160 Iowa 293 | Iowa | 1913
The record, before us is in a somewhat peculiar condition. Upon the trial below the parties dispensed with some proposed evidence on both sides by an oral agreement. The agreement was not entered of record. Counsel for both sides, however, deem themselves honorably bound by it. They do not disagree as to the nature and extent of it, and neither asks any advantage by reason of its omission from the record. The substance of the situation as stated in argument is that, after they had selected their jury in the trial court, they recognized the fact that it consisted of twelve farmers who were familiar with the values of farm lands throughout the county and with the effect on values of the location of a drainage ditch thereon. It was agreed, therefore, that no opinion evidence as to values would be introduced by either side, and that the jurors should apply their own opinions in such case. The agreement, though oral, was made in open court and was thus understood by judge and jury.
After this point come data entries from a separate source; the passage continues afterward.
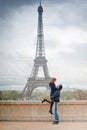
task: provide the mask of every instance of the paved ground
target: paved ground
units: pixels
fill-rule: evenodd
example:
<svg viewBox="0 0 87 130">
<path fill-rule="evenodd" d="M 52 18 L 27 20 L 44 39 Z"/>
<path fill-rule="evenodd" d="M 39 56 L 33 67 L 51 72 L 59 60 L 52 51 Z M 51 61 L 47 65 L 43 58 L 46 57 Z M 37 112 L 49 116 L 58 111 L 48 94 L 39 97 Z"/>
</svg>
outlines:
<svg viewBox="0 0 87 130">
<path fill-rule="evenodd" d="M 87 130 L 87 122 L 0 122 L 0 130 Z"/>
</svg>

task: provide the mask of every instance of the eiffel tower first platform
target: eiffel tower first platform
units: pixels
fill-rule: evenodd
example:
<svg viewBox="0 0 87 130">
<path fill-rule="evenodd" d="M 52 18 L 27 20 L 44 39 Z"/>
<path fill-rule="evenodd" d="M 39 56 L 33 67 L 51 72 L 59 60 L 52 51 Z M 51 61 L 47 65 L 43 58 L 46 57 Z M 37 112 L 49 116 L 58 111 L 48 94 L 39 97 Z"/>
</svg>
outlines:
<svg viewBox="0 0 87 130">
<path fill-rule="evenodd" d="M 47 68 L 47 60 L 45 58 L 44 47 L 44 35 L 43 35 L 43 19 L 42 19 L 43 7 L 38 7 L 38 32 L 37 32 L 37 45 L 36 56 L 34 65 L 30 77 L 27 80 L 27 84 L 23 90 L 24 97 L 30 97 L 32 91 L 37 87 L 46 87 L 49 89 L 50 76 Z M 39 68 L 42 67 L 43 77 L 38 77 Z"/>
</svg>

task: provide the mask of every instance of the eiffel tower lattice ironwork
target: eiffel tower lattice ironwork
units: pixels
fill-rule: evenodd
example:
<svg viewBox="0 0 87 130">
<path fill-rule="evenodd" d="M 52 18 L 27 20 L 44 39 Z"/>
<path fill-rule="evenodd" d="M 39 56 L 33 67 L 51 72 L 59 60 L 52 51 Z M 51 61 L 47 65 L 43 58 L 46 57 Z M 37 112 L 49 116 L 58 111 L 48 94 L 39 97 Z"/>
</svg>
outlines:
<svg viewBox="0 0 87 130">
<path fill-rule="evenodd" d="M 36 45 L 36 56 L 34 65 L 30 77 L 27 80 L 27 84 L 23 90 L 23 95 L 30 97 L 32 91 L 37 87 L 49 88 L 49 72 L 47 68 L 47 60 L 45 58 L 45 47 L 44 47 L 44 35 L 43 35 L 43 19 L 42 19 L 43 7 L 38 7 L 38 32 L 37 32 L 37 45 Z M 43 77 L 38 77 L 39 68 L 42 67 Z"/>
</svg>

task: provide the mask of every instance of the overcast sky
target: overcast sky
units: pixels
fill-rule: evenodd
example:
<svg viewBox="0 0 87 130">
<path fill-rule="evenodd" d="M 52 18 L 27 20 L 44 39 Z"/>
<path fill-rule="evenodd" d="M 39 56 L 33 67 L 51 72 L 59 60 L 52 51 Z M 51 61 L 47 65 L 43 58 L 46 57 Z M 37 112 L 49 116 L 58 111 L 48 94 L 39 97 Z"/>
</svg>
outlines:
<svg viewBox="0 0 87 130">
<path fill-rule="evenodd" d="M 0 89 L 25 86 L 35 58 L 39 0 L 0 0 Z M 64 87 L 87 88 L 87 0 L 42 0 L 46 59 Z"/>
</svg>

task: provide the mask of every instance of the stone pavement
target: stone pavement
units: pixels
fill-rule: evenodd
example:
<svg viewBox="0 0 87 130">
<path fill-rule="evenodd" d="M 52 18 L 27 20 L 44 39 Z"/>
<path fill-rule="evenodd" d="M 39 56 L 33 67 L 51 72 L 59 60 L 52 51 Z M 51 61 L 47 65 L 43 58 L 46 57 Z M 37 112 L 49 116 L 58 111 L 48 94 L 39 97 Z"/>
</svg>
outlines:
<svg viewBox="0 0 87 130">
<path fill-rule="evenodd" d="M 0 130 L 87 130 L 87 122 L 28 122 L 1 121 Z"/>
</svg>

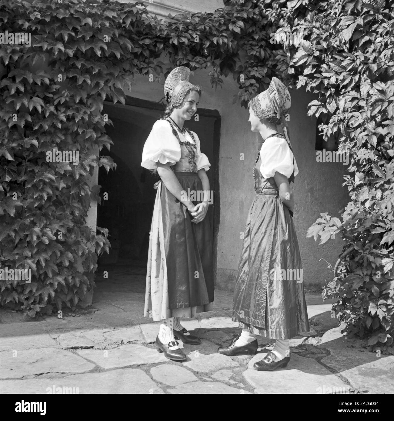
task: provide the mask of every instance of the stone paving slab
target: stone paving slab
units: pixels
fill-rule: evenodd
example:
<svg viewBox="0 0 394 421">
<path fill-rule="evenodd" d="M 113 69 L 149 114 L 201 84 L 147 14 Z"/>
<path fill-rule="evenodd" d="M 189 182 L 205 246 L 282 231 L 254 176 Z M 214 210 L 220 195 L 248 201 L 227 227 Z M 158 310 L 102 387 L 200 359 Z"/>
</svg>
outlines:
<svg viewBox="0 0 394 421">
<path fill-rule="evenodd" d="M 190 394 L 250 394 L 250 392 L 244 389 L 231 387 L 219 381 L 205 382 L 194 381 L 192 383 L 186 383 L 177 386 L 173 389 L 168 389 L 170 393 Z"/>
<path fill-rule="evenodd" d="M 214 316 L 206 319 L 201 319 L 201 327 L 206 328 L 239 328 L 239 323 L 233 322 L 229 317 Z"/>
<path fill-rule="evenodd" d="M 308 306 L 308 316 L 311 319 L 315 316 L 325 313 L 326 312 L 330 312 L 332 308 L 332 304 L 319 304 L 316 305 Z"/>
<path fill-rule="evenodd" d="M 225 332 L 222 330 L 210 330 L 208 332 L 204 332 L 203 333 L 198 332 L 198 337 L 201 339 L 216 339 L 220 341 L 226 341 L 231 339 L 231 337 Z"/>
<path fill-rule="evenodd" d="M 323 334 L 319 347 L 327 349 L 342 349 L 348 346 L 361 347 L 361 342 L 359 339 L 347 338 L 345 333 L 340 333 L 340 328 L 337 327 L 331 329 Z"/>
<path fill-rule="evenodd" d="M 80 373 L 95 365 L 70 351 L 52 348 L 0 352 L 0 378 L 20 378 L 43 373 Z"/>
<path fill-rule="evenodd" d="M 237 367 L 239 363 L 233 361 L 231 357 L 220 354 L 204 355 L 201 352 L 193 351 L 186 354 L 190 360 L 183 363 L 184 367 L 191 369 L 196 373 L 208 373 L 220 368 Z"/>
<path fill-rule="evenodd" d="M 237 382 L 231 380 L 231 378 L 235 375 L 235 373 L 231 370 L 220 370 L 218 371 L 217 371 L 212 374 L 211 377 L 213 378 L 215 378 L 217 380 L 219 380 L 220 381 L 227 381 L 229 383 L 235 384 Z"/>
<path fill-rule="evenodd" d="M 160 327 L 159 322 L 140 325 L 141 332 L 147 344 L 154 344 L 156 341 L 156 337 L 159 334 Z"/>
<path fill-rule="evenodd" d="M 330 349 L 322 362 L 346 378 L 356 389 L 371 393 L 394 393 L 394 355 L 357 348 Z"/>
<path fill-rule="evenodd" d="M 34 348 L 48 348 L 56 346 L 56 341 L 51 337 L 48 333 L 34 333 L 11 336 L 3 336 L 2 330 L 2 336 L 0 337 L 0 351 L 16 349 L 22 350 Z M 18 330 L 16 331 L 18 334 Z"/>
<path fill-rule="evenodd" d="M 104 336 L 107 340 L 123 342 L 123 344 L 130 342 L 145 342 L 139 326 L 132 326 L 130 328 L 123 328 L 107 332 L 104 334 Z"/>
<path fill-rule="evenodd" d="M 319 388 L 322 392 L 328 387 L 340 388 L 342 391 L 349 387 L 316 360 L 295 354 L 292 354 L 286 368 L 257 371 L 251 368 L 264 354 L 257 354 L 253 357 L 249 362 L 249 368 L 242 373 L 246 381 L 255 388 L 256 393 L 316 394 Z M 326 388 L 323 389 L 324 386 Z"/>
<path fill-rule="evenodd" d="M 94 346 L 97 344 L 81 334 L 80 332 L 63 333 L 59 336 L 52 335 L 57 344 L 62 348 L 76 349 L 80 348 L 88 348 Z"/>
<path fill-rule="evenodd" d="M 180 321 L 182 326 L 188 330 L 196 330 L 201 327 L 201 322 L 197 319 L 185 319 L 182 317 Z"/>
<path fill-rule="evenodd" d="M 306 336 L 302 336 L 299 335 L 290 340 L 290 346 L 292 348 L 295 348 L 298 345 L 302 345 L 304 342 L 308 339 Z"/>
<path fill-rule="evenodd" d="M 75 388 L 78 393 L 162 394 L 163 390 L 142 370 L 122 368 L 104 373 L 75 374 L 57 378 L 36 378 L 24 380 L 0 381 L 1 393 L 43 393 L 70 392 L 63 388 Z"/>
<path fill-rule="evenodd" d="M 169 386 L 177 386 L 198 380 L 191 371 L 174 364 L 161 364 L 153 367 L 150 369 L 150 374 L 157 381 Z"/>
<path fill-rule="evenodd" d="M 136 344 L 121 345 L 112 349 L 80 349 L 76 352 L 81 357 L 107 369 L 168 361 L 162 353 Z"/>
</svg>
Whether the point of time selected for the comparison of values should be that of the establishment of the district or that of the construction of the ditch is a question which we had occasion to consider in Larsen v. Webster County, 150 Iowa, 344. We held in that gase that ordinarily the practical result was the same, whichever point of time be adopted. If the evidence should disclose a state of facts which would present different results, it could then be dealt with by appropriate instructions.
It is our conclusion that the assignment of error cannot be sustained, and the order of the trial court is accordingly Affirmed.